Critics have pointed out the company’s controversial past which involves an admitted bread price fixing regime and offshore tax avoidance allegations.

The federal government is giving Loblaws $12 million to upgrade its refrigerators, Environment Minister Catherine McKenna announced Monday.

The sum is part of the Liberal government’s $2-billion Low Carbon Economy Fund, introduced in 2017 to encourage businesses and organizations to reduce carbon emissions.

Critics have pointed out the company’s controversial past which involves an admitted bread price fixing regime and offshore tax avoidance allegations.

The company admitted the fixing in its 2018 annual report, claiming that those involved “regularly increased prices on a coordinated basis.” In an attempt to reimburse consumers affected by the company’s actions, Loblaws issued $25 gift cards to anyone who purchased bread from its stores during the affected period.

As a result, the company faced a $1 billion class action lawsuit headed by lead plaintiff and poverty activist Irene Breckon.

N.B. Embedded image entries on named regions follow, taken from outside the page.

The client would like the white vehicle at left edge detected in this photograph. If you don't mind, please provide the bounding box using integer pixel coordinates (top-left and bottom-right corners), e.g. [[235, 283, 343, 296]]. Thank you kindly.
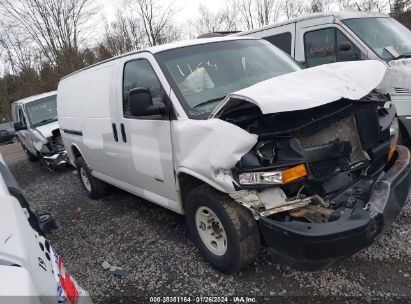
[[0, 155, 91, 304]]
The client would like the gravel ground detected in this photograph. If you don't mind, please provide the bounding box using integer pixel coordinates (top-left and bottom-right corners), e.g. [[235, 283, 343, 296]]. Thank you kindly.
[[0, 144, 411, 303]]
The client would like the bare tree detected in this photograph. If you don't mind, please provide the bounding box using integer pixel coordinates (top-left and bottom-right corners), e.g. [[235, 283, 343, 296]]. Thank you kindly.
[[357, 0, 389, 13], [0, 21, 39, 73], [191, 5, 238, 36], [237, 0, 254, 30], [128, 0, 178, 46], [233, 0, 283, 29], [99, 7, 144, 59], [0, 0, 93, 64], [307, 0, 335, 13], [283, 0, 307, 19], [256, 0, 282, 26]]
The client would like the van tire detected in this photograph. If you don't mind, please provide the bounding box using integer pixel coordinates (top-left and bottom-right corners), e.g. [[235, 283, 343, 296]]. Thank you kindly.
[[21, 144, 38, 162], [185, 185, 260, 274], [75, 157, 109, 199]]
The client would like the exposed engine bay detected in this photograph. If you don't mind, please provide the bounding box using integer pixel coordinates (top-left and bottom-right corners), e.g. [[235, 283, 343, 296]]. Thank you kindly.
[[218, 91, 398, 227]]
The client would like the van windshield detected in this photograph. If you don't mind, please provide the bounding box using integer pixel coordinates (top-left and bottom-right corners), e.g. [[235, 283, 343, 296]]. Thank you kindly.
[[156, 40, 300, 119], [343, 17, 411, 61], [26, 95, 57, 127]]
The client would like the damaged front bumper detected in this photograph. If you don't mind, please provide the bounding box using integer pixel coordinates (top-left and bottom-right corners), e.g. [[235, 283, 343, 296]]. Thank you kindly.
[[259, 146, 410, 270]]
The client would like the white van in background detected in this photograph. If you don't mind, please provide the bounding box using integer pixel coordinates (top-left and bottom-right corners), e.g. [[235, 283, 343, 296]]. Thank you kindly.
[[235, 12, 411, 145], [11, 91, 68, 171]]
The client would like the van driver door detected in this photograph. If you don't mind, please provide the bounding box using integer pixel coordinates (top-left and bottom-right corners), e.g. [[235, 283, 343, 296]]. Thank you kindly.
[[117, 53, 177, 209]]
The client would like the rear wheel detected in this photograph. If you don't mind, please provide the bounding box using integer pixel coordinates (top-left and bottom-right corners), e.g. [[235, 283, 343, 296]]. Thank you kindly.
[[186, 185, 260, 274], [76, 157, 109, 199], [21, 144, 38, 162]]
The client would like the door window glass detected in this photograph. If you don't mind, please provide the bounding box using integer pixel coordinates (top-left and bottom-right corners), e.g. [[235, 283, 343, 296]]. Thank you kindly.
[[264, 32, 292, 55], [123, 59, 162, 116], [304, 28, 361, 67]]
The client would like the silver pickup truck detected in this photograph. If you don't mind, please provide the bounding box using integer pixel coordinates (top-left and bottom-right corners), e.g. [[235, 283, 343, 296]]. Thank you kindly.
[[235, 12, 411, 145]]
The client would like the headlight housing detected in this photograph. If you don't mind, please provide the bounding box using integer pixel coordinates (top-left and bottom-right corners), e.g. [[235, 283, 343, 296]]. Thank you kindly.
[[238, 164, 308, 186], [388, 117, 400, 160]]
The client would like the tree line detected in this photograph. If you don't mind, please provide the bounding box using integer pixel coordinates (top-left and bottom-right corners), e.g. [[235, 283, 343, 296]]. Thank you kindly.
[[0, 0, 411, 122]]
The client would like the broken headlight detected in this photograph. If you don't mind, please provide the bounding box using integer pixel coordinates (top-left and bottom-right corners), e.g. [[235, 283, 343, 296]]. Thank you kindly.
[[388, 118, 400, 160], [238, 165, 307, 185], [255, 141, 277, 164]]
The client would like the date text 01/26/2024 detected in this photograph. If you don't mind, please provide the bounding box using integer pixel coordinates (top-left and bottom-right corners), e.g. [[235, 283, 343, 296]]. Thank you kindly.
[[150, 296, 257, 303]]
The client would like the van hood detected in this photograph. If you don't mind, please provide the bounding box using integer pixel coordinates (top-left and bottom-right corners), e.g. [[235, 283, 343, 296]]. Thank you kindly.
[[210, 60, 387, 118], [36, 121, 60, 139]]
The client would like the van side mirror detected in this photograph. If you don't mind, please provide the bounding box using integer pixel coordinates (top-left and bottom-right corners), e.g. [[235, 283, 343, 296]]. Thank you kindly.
[[14, 121, 27, 132], [128, 88, 166, 116]]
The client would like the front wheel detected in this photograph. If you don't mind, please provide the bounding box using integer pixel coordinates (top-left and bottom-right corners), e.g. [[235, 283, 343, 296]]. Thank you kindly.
[[76, 157, 109, 199], [186, 185, 260, 274]]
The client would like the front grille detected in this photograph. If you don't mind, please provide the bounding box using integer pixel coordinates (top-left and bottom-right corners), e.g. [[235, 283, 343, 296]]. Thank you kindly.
[[299, 110, 350, 136], [308, 159, 338, 178], [308, 157, 350, 179]]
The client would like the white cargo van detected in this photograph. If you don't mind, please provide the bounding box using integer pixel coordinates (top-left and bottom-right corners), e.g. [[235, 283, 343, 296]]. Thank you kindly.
[[0, 154, 92, 304], [235, 12, 411, 145], [11, 91, 68, 171], [57, 37, 410, 273]]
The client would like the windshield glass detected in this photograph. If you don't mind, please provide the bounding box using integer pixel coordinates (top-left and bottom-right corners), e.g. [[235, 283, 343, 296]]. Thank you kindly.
[[343, 18, 411, 60], [26, 95, 57, 127], [156, 40, 300, 119]]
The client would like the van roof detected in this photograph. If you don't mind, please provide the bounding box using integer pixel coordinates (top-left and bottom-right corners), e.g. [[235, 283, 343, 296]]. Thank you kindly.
[[12, 91, 57, 104], [233, 11, 390, 36], [61, 36, 258, 80]]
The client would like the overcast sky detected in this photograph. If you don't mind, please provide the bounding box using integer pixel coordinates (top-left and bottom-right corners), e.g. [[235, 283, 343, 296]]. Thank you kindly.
[[96, 0, 225, 23]]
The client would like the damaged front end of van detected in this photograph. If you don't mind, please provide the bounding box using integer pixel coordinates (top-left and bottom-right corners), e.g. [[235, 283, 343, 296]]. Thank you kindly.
[[175, 62, 410, 270], [33, 122, 69, 171]]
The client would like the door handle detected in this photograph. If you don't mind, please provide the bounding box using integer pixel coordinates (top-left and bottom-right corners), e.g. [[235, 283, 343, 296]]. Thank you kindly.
[[111, 123, 118, 142], [120, 124, 127, 142]]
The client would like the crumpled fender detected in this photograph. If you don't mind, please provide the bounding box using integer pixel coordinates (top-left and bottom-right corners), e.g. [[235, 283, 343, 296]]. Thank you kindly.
[[171, 119, 258, 193]]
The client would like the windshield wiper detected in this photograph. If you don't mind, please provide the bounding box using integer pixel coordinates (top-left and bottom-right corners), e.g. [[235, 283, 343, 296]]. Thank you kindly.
[[33, 118, 57, 127], [193, 96, 225, 109]]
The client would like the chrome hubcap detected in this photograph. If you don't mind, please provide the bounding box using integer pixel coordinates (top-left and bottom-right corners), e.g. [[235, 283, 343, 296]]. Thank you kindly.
[[80, 168, 91, 192], [195, 207, 227, 256]]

In another case, the company was ordered to pay back $368 million in unpaid taxes through an offshore account in Barbados.

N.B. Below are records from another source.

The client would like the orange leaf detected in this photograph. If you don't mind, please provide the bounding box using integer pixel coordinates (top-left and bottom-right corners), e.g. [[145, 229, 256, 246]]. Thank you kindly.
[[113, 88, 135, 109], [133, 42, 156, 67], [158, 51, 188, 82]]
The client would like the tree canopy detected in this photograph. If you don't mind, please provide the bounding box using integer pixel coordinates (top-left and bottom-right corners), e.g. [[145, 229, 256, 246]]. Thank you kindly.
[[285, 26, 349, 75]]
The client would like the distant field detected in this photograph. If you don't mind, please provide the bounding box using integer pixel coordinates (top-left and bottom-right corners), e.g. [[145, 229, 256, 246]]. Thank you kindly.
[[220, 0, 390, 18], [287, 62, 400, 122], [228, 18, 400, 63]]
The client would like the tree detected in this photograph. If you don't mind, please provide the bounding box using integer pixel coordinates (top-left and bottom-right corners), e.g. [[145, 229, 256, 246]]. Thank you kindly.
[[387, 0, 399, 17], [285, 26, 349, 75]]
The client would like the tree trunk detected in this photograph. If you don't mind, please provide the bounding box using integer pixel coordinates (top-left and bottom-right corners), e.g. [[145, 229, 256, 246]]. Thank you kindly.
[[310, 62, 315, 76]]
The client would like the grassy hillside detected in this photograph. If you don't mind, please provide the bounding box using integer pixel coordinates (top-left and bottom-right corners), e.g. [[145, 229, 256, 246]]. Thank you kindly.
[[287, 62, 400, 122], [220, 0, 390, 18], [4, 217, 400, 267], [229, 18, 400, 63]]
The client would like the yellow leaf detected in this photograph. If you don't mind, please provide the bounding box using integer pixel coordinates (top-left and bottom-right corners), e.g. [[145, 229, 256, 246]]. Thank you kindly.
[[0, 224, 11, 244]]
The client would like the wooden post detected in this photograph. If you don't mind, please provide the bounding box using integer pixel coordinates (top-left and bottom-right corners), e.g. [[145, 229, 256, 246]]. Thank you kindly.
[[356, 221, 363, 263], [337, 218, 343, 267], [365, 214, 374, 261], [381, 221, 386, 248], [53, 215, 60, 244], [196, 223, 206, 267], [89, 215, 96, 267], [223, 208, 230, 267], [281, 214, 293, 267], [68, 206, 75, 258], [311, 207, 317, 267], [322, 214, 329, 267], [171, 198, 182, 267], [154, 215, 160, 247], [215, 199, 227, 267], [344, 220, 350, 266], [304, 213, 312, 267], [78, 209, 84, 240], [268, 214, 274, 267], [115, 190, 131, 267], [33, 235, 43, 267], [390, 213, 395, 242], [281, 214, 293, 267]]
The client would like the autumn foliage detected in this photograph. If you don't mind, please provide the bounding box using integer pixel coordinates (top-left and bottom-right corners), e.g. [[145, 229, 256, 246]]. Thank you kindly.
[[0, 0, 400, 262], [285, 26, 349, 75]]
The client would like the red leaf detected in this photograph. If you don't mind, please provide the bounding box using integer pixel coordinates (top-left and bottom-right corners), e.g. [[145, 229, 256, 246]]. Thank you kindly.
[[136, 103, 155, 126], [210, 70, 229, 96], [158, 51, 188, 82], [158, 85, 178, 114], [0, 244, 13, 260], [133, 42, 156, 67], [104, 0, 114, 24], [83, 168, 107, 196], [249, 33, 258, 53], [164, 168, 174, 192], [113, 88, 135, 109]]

The 2018 ruling detailed a scheme dating all the way back to 1992, involvingthe offshore Glenhuron Bank Ltd.

During question period Tuesday, NDP MP Niki Ashton criticized the Liberals for “rewarding billionaire friends” in their decision to give Loblaws the funds.

“In the eyes of this Liberal government it’s clear that every problem can be solved by giving money to your billionaire friends,” she said.

McKenna replied by claiming that the federal government is “investing in clean solutions” and that Loblaws was awarded the amount in a “fair and open competition.”